Herb rolled his eyes.

Edgar shook his head bitterly.

"I’m not going through this with you again, Herb. Trust Dad, or trust me. Whether the chopper waits for us or not, I’m not fucking dying on this ship, you understand?" He grabbed Herb’s shoulders and stared into his eyes. "So you don’t need to worry about extraction. You just need to stick with me. One way or another, I'll get you off this ship. Right?"

Herb searched desperately for a response; for some way to talk Edgar out of proceeding. Some way to persuade him that their father might just be a raving madman.

But Edgar had always had a very different relationship with their father. Hell, all the others had. Only Herb had ever voiced opposition.

He let his eyes drop to the floor.

"Good," Edgar said. "So let’s get this thing built, eh? We beat our record and then we get out of here. The sooner, the better."

Edgar reached into his bag and carefully pulled out one final item. The most important of all. The silver satchel. It was about the size of a large hardcover book, sleek and reflective. The satchel looked almost as if it was constructed from the same material as the suits astronauts wore to complete space walks. He placed it on a ledge that ran around the wall to his left gently, making sure there was no chance that it might fall, and flipped down the protective visor on his helmet.

"It's not too late, Ed," Herb said quietly, almost to himself. "We could steal a lifeboat. We could warn the crew, get the ship turned around. Fuck it: we could
swim
. It's
not
too late; not yet."

Edgar paused, but he didn't lift the visor.

Didn't respond.

Moments later the air in the control room hissed like a startled cat as the welding torch fizzed into life, and the room filled with flickering light.

 

*

 

The brothers had been working for a couple of minutes when Herb felt the rumbling, shaking his bones like a distant earthquake. The Oceanus wasn't just big; it was fast: powered by a unique engine that delivered something close to two hundred and fifty thousand horsepower to six enormous propellers that were capable of rotating fully three hundred and sixty degrees beneath the hull.

The result was a system that offered unparalleled maneuverability for a ship the size of the Oceanus; it moved almost like a gigantic hovercraft.

The sheer power the engine produced made cruises such as the one the ship was about to take—right across the Atlantic from the UK to Florida, and then on to the Caribbean—more viable than any previous vessel. The journey time to cross the ocean had been cut almost in half by the engineers that developed the Oceanus' revolutionary propulsion system.

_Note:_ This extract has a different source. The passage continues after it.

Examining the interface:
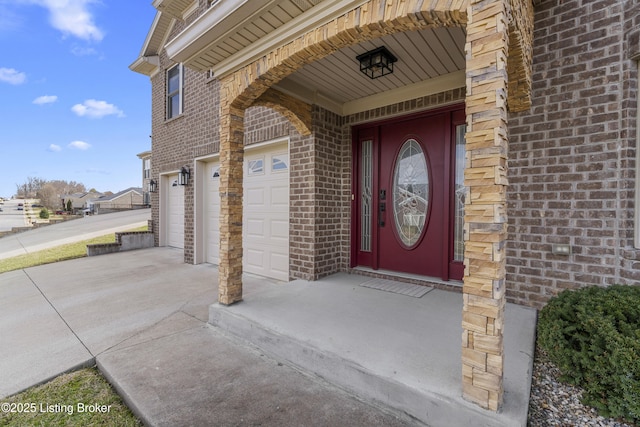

With a dull roar, the ship eased away from the land, and for a moment, as the engines hummed at full power to build some momentum, Herb stopped his work and focused on his balance. After a few seconds, when the ship had pulled clear of the choppy waters its own enormous propellers had created, he felt the floor begin to settle beneath him. It didn't take long for the violent rocking to cease, and it once more became difficult to believe that they were on a ship at all.

He cast a glance around his brothers. All wore ashen expressions, and Herb thought he knew what was going through their minds.

Edgar, Phil and Seb believed implicitly in what they were doing, but even they looked like they were suffering a moment of doubt. There was little they could do once they were out in the open sea, even if they did change their minds about the mission. The roaring of the engine was the sound of the Rennick boys passing the point of no return.